Making it harder for innocent people to defend themselves will make us all safer. Really? Does anyone believe that?

Owning a gun will make you safer. Equally ridiculous.

The problem is not amenable to a simple idea or solution. Still, we hope for something that will at least lessen the carnage.

Probably a good place to start would be to look at Israel and Switzerland, two countries where guns are prevalent and violence is low. But the solution will have to be uniquely American, just as the problem is. One thing is for sure: The problem will not be solved by the current practice of simplistic ideas and Kabuki theater politics.

SHANNON SPURGEON

Wichita

Add armed guards

Here we sit again, waiting for our leaders to find a way to control violence in our schools. What are we waiting for? The problem has a Band-Aid fix until we come up with a better solution.

That’s exactly what the National Rifle Association suggested. Put an armed guard at all schools. Yes, there was an armed policeman at Columbine High School in Colorado, but think of how many students and teachers would have been killed if not for that one armed guard.

Please, for the sake of our children and teachers, put an armed guard in each of our schools while you ponder what to do. The solution is in front of us. Are we going to let it happen again without any kind of resistance? This needs to be done now.

RAY WASINGER

Clearwater

Weapons of war

After the tragic mass murder of little children at Newtown, Conn., I grieved and cried in sympathy with their parents and loved ones. I didn’t think anyone who saw the coverage could have felt any differently until I saw people being interviewed in gun stores nationwide. The stores were mobbed with customers who seemed willing to pay any price for assault rifles and high-capacity ammunition clips.

Among those patrons, I saw no tears, no voices filled with emotion, no expressions of sympathy. What I did see and hear was fear – fear that they’d better stock up now before laws were passed outlawing their beloved weapons of war.

The United States has 5 percent of the world’s population and owns 50 percent of the world’s guns.

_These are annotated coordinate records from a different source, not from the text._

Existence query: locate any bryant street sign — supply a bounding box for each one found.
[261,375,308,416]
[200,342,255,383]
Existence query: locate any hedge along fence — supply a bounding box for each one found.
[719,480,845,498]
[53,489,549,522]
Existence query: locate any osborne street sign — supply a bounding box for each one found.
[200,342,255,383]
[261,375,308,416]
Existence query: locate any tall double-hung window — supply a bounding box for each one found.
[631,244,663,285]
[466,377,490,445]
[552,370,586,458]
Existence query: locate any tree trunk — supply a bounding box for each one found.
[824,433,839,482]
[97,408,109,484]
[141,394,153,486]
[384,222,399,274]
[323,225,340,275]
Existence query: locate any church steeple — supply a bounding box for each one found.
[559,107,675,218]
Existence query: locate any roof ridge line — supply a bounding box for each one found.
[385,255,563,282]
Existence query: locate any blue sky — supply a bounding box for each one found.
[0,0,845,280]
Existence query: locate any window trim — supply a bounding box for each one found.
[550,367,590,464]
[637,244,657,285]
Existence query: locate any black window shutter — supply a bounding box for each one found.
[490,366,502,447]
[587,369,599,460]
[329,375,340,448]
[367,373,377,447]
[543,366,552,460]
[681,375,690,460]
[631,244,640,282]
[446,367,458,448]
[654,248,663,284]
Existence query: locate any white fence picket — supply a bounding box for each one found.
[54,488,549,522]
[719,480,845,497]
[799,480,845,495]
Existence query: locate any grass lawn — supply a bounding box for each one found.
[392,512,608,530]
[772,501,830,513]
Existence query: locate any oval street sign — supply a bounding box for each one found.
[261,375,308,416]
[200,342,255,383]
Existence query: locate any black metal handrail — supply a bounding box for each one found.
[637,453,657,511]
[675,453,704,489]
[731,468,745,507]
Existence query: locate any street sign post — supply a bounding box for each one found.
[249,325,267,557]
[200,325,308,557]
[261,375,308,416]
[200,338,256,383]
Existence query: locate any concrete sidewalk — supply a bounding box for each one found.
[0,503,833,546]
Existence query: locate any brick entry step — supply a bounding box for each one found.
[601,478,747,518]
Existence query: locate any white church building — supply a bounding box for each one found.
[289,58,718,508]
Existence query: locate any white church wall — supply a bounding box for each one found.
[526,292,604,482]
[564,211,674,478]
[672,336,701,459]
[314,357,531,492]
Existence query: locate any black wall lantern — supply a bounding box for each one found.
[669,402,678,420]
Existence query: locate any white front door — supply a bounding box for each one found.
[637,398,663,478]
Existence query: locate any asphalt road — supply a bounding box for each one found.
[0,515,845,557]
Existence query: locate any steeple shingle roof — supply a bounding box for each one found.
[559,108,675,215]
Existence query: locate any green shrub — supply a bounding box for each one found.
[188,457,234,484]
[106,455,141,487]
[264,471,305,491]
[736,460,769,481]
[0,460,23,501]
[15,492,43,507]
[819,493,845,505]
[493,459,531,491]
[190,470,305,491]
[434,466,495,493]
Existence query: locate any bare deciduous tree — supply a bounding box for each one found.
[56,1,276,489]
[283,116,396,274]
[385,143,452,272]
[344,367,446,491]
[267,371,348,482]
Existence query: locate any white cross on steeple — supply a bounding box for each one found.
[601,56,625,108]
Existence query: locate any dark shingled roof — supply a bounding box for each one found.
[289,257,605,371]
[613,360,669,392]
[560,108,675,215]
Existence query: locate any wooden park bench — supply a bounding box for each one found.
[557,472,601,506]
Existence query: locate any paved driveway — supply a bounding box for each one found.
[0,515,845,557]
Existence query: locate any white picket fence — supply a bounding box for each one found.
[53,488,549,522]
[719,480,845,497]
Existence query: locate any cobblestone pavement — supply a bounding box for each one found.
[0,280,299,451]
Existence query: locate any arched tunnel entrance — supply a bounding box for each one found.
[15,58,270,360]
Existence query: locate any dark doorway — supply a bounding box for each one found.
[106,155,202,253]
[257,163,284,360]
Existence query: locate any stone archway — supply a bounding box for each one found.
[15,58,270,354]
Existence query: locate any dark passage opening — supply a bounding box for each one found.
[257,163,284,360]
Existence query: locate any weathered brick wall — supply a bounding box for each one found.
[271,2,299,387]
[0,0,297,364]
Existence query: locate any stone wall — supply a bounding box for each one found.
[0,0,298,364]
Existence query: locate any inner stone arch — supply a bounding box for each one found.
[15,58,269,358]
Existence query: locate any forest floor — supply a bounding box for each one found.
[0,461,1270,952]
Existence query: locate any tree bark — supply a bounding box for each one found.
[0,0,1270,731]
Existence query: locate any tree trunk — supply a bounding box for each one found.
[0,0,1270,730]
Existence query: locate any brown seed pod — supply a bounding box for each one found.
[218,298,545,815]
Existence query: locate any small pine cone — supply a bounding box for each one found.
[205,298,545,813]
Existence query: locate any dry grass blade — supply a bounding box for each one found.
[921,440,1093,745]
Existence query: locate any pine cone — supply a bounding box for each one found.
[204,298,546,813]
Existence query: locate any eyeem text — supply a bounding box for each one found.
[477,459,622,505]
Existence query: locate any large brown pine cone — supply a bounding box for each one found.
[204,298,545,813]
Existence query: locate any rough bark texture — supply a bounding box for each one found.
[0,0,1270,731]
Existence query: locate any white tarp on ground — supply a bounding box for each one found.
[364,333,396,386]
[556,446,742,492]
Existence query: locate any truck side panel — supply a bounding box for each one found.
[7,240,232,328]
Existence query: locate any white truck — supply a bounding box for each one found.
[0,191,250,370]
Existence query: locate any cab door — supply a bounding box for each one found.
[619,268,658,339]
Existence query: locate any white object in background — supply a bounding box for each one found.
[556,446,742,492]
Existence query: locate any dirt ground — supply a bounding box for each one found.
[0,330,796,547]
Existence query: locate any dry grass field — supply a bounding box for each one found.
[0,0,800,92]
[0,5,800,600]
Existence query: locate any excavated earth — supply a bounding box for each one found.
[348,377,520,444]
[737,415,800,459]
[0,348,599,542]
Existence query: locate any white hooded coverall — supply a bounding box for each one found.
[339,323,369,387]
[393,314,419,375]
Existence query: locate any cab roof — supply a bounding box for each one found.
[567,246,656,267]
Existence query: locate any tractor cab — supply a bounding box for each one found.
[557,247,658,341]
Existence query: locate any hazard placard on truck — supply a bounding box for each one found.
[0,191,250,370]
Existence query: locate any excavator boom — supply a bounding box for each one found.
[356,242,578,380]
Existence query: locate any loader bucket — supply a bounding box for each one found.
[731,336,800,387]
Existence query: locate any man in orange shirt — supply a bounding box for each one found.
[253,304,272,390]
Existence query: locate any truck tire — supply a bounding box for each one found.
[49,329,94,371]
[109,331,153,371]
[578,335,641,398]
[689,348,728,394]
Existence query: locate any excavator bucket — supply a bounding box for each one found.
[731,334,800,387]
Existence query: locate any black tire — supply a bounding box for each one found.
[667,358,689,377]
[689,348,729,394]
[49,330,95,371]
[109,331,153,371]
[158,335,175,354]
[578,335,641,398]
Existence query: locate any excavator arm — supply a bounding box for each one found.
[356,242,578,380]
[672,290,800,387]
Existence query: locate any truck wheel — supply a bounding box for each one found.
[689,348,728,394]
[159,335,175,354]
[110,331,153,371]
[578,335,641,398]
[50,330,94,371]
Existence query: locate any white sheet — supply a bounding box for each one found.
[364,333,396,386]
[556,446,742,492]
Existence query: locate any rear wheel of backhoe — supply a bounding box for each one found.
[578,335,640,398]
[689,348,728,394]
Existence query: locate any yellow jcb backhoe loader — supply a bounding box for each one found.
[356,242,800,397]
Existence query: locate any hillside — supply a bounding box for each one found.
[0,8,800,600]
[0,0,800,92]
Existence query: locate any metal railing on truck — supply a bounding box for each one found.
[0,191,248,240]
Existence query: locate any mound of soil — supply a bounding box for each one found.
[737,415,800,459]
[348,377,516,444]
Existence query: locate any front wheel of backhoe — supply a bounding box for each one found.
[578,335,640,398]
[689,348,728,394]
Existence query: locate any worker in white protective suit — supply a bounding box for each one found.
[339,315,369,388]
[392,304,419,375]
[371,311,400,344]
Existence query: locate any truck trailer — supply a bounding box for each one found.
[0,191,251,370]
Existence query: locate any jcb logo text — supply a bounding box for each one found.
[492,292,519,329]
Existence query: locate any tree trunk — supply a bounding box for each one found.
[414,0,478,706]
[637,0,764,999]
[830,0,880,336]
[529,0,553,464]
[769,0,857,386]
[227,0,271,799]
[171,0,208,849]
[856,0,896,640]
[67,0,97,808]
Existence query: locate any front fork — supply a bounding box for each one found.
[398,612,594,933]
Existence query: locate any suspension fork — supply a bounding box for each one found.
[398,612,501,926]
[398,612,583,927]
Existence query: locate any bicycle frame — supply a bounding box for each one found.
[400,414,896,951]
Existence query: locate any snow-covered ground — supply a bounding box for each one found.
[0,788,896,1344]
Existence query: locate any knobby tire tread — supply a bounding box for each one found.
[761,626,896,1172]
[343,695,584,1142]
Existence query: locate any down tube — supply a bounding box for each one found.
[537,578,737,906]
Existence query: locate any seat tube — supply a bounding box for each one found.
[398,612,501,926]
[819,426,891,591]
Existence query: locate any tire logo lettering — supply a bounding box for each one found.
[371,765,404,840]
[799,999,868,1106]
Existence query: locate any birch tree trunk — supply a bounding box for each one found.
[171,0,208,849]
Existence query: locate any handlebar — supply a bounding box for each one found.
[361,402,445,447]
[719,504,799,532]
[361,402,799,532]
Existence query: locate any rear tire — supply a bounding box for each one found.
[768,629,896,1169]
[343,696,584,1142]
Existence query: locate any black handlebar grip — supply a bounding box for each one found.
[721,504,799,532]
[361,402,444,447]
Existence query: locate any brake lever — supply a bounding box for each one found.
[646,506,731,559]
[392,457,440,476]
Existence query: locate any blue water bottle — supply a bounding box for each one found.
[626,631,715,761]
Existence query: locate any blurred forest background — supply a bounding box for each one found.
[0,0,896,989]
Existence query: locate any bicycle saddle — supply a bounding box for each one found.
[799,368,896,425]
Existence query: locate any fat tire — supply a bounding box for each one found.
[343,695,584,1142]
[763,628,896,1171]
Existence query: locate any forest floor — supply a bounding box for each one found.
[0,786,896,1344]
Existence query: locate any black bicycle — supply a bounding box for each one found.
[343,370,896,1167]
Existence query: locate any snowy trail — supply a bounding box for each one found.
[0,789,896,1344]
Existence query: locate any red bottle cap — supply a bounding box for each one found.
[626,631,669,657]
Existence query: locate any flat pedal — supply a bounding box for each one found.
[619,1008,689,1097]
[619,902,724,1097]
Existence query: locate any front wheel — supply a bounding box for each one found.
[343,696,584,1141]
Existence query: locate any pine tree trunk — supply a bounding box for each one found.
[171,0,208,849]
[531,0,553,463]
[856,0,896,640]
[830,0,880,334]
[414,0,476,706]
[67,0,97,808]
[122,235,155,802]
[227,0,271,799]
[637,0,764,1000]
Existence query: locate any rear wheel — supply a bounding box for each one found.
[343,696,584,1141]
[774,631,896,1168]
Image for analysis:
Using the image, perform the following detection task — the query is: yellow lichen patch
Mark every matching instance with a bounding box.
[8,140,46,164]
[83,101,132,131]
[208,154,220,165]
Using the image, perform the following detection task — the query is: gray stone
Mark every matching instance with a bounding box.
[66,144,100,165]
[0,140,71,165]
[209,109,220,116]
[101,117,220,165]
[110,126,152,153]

The difference between a knife and an assault rifle is that you can’t switch a knife to automatic mode.

Portland, Ore. Aurora, Colo. Sandy Hook Elementary School. There were many mass shootings before them. And, now, Webster, N.Y. Something must be done to stop the carnage.

RICHARD R. WALKUP

Valley Center

What changed?

Whatever happened to common sense? Back in 1950, no one killed teachers and students simply because he was angry over being bullied or ridiculed. Now it happens all too often. What has changed?

Over the past 60 years, the cosmetic appearance of guns has changed, but anyone with common sense knows that no gun of any kind can actually inspire a person to do anything.

Inspiration comes from TV, movies, video games and song lyrics. Video games like Pac-Man have been replaced by blood-splattering games of horror.

When scenes from video games are acted out on real people, we are saddened by real events. But have people really changed, or has their source of inspiration?